** Fight against tax evasion: a new era for the Democratic Republic of Congo? **
In a country like the Democratic Republic of Congo (DRC), where the fight against corruption and tax evasion is akin to an obstacle race, the recent conclusions of the General Inspectorate of Finance (IGF) shed light on A new day the financial challenges encountered by the State. The investigation carried out by the IGF at the request of the Directorate General of Taxes (DGI) reveals dysfunctions which, beyond their administrative scope, highlights the importance of rigorous governance and effective monitoring of the private sector.
The survey highlights the case of 11,038 companies, declared bankrupt or inactive, but still active in the banking circuit. These companies having access to well -stocked accounts, while they are theoretically outside the tax circuit, raise deep questions on the rigor of the controls exercised by financial institutions. Access to bank funds without tax obligations can create an inequality climate where certain companies celebrate their financial successes while depriving the public treasury of vital resources for the country’s economic development.
To this is added the alarming observation of 935 active companies which operate without tax number, thus completely escaping the tax administration. This state of affairs is not only a matter of lack of supervision, it is a phenomenon to deep socio-economic implications. Indeed, such funded opacity leads to a weakening of public services, a deterioration in quality of life for citizens and strengthens economic inequalities.
By situating these revelations in a global context, it is relevant to note that the DRC is not the only one to face these challenges. According to the OECD, tax evasion costs billions every year to developing countries. This raises the question of how other nations have faced these challenges. For example, Kenya has introduced strict corporate recording measures, resulting in significant increase in its tax collection rate. Could such an approach be adopted by the DRC to overcome its tax shortcomings?
The efforts made by the Congolese government to rectify the shot are however significant. The budget of 51,553.54 billion Congolese francs promulgated by President Félix Tshisekedi, representing an increase of 25.8 % compared to the previous year, testifies to a real ambition to straighten the economy. However, this objective will only be achieved if concrete measures are taken to ensure that all companies, including those newly identified by the IGF, equitably contributes to tax revenue.
Internationally, this desire for financial transparency could mature thanks to increased cooperation with organizations such as the Global Forum on Transparency and the Exchange of Information for Tax purposes. These partnerships could transcend borders and unite the efforts of countries to track businesses with harmful tax behavior. The DRC must teach these examples and consider local application.

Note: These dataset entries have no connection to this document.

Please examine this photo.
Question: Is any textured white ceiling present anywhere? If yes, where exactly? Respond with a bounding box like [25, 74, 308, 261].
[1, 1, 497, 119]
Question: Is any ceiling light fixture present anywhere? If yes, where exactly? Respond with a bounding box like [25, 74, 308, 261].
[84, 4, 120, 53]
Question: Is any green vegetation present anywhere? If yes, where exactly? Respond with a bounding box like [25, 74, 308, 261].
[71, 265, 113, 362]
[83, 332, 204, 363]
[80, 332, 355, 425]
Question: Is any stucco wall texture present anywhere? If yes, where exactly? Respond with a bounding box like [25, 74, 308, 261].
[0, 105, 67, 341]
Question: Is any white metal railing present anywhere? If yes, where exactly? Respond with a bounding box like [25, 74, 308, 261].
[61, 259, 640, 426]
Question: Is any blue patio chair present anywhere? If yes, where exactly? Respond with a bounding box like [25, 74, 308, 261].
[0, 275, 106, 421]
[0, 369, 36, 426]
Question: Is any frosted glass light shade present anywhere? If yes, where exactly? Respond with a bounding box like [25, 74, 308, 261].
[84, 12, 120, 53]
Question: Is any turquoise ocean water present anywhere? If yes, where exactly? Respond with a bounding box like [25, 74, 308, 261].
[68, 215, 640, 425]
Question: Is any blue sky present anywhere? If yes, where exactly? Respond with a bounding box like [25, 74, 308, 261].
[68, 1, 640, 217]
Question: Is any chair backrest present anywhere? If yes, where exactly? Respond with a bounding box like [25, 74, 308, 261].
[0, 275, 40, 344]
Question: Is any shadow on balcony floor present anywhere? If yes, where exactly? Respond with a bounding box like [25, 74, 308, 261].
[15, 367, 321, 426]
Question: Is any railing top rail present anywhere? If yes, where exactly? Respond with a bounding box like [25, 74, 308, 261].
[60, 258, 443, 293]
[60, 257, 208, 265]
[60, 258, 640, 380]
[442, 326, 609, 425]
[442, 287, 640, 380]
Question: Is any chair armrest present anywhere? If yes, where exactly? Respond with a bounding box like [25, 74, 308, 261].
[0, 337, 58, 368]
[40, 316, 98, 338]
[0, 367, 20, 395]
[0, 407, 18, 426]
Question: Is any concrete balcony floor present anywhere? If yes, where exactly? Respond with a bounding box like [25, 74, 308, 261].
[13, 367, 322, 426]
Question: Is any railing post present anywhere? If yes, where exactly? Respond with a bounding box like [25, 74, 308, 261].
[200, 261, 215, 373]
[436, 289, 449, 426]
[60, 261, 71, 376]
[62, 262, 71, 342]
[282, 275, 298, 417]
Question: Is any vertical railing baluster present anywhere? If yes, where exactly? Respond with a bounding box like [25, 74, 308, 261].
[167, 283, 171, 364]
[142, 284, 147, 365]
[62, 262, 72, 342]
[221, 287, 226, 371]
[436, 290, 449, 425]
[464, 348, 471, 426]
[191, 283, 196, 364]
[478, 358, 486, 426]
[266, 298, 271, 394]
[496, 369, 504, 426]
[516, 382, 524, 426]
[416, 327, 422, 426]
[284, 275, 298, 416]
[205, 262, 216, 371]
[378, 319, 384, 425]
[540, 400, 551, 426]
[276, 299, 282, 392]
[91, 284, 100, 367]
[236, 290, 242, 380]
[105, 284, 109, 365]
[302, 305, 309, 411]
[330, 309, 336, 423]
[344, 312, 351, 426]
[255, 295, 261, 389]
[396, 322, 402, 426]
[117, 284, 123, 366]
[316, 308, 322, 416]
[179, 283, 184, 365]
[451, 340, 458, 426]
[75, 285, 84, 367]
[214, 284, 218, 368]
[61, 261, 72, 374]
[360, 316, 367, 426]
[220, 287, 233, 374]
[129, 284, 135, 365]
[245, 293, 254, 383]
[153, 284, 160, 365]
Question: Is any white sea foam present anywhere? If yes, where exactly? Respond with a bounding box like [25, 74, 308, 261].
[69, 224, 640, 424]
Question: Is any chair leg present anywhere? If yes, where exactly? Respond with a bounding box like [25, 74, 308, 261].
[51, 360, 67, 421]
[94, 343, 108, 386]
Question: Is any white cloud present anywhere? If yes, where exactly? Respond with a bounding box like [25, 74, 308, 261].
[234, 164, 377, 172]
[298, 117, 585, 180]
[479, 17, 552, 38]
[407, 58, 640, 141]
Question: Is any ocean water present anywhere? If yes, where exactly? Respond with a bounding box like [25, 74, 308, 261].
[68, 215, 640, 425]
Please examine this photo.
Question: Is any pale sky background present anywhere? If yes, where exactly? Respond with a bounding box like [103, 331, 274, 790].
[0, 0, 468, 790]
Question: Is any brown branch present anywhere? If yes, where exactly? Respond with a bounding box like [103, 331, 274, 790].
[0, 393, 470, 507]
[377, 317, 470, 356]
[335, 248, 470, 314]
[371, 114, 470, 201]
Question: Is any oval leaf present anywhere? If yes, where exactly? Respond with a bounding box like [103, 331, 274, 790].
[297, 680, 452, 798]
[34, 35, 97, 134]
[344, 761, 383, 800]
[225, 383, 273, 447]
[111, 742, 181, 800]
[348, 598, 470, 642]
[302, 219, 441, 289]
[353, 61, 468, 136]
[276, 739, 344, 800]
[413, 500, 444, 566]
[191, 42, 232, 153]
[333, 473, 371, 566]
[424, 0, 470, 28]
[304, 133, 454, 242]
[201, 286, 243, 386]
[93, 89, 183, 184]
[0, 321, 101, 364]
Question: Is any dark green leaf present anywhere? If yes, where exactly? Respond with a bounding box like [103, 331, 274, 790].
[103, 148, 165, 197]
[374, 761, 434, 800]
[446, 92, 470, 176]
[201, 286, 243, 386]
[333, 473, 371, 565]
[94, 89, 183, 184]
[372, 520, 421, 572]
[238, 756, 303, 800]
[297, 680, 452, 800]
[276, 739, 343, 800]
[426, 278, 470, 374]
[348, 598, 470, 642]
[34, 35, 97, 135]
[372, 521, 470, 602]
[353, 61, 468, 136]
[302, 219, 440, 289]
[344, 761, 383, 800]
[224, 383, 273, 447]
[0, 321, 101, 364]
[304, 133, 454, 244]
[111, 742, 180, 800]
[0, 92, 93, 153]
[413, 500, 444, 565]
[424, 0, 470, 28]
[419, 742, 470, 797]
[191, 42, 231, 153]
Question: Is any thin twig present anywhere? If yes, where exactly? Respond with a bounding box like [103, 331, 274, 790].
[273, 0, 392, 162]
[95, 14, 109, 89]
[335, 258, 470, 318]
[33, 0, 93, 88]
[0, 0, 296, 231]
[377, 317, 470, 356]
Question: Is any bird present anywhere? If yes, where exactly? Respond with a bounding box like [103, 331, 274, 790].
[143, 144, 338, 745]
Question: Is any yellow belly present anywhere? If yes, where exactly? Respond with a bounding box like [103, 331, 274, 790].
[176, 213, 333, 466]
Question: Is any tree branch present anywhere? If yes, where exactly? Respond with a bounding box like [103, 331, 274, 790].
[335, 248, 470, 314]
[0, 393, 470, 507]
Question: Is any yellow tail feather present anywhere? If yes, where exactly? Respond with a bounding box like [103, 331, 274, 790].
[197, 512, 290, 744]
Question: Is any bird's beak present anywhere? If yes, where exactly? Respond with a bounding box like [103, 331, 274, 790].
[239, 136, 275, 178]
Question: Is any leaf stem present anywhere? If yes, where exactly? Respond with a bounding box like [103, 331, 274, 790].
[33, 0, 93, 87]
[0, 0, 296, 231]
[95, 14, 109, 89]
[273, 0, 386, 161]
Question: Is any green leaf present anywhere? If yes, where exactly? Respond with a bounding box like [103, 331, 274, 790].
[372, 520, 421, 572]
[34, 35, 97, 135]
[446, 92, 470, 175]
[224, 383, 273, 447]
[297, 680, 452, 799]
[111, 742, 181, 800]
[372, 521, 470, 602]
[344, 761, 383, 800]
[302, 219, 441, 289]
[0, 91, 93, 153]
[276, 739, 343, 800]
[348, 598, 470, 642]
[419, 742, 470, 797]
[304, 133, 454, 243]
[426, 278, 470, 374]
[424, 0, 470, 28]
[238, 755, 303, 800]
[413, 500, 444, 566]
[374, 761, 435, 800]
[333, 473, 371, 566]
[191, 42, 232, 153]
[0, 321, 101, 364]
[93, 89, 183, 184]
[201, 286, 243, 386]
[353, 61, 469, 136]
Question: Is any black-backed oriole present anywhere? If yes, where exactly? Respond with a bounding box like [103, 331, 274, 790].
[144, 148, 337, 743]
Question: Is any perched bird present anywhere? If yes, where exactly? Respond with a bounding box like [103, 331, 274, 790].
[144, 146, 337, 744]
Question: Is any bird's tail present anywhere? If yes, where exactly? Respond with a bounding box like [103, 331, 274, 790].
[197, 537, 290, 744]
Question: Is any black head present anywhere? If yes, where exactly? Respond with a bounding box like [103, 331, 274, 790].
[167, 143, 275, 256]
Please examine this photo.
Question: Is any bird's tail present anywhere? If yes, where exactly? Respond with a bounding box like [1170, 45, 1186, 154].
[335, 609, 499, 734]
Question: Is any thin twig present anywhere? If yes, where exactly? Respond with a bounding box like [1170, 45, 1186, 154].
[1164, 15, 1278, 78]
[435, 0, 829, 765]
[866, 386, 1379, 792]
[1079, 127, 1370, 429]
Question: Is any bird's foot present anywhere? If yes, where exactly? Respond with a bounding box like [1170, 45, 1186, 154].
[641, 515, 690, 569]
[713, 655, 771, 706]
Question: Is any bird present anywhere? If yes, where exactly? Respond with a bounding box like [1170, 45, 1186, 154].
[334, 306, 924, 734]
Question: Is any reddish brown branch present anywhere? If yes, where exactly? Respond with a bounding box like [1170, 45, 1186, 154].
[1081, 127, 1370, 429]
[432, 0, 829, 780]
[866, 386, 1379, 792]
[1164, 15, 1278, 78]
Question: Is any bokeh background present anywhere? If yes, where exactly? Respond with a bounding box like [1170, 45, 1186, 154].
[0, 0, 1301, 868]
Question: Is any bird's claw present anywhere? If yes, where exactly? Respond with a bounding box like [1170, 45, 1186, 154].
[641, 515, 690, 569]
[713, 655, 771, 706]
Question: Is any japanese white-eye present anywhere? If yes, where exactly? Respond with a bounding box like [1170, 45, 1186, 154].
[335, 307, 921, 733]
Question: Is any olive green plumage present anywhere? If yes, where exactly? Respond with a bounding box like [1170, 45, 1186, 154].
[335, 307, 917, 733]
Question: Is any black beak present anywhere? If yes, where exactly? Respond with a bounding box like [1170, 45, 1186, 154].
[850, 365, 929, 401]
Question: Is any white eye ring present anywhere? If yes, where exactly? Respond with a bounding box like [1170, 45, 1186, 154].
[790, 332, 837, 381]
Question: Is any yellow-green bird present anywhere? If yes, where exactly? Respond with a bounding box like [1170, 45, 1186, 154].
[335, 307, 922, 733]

However, the fight against tax evasion is not limited to detection and reintegration into the tax circuit. The awareness of actors in the private sector and tax education are essential tools for this struggle. By informing companies of their tax obligations and emphasizing the importance of contributions to public finances, the Congolese government can shape a culture of integrity and economic responsibility within the entrepreneurial fabric.
In conclusion, the revelations highlighted by the IGF are not only figures revealing an endemic evil, but also an opportunity for the DRC to train a new fiscal future. By transforming this crisis into an occasion of renewal, the State can strengthen its economic framework, increase its transparency and, perhaps, restore the confidence of citizens in its economic and fiscal system. The road is strewn with pitfalls, of course, but it is the effectiveness of the actions carried out which will determine if the DRC will be able to bet on this historic chance to recreate its path to prosperity.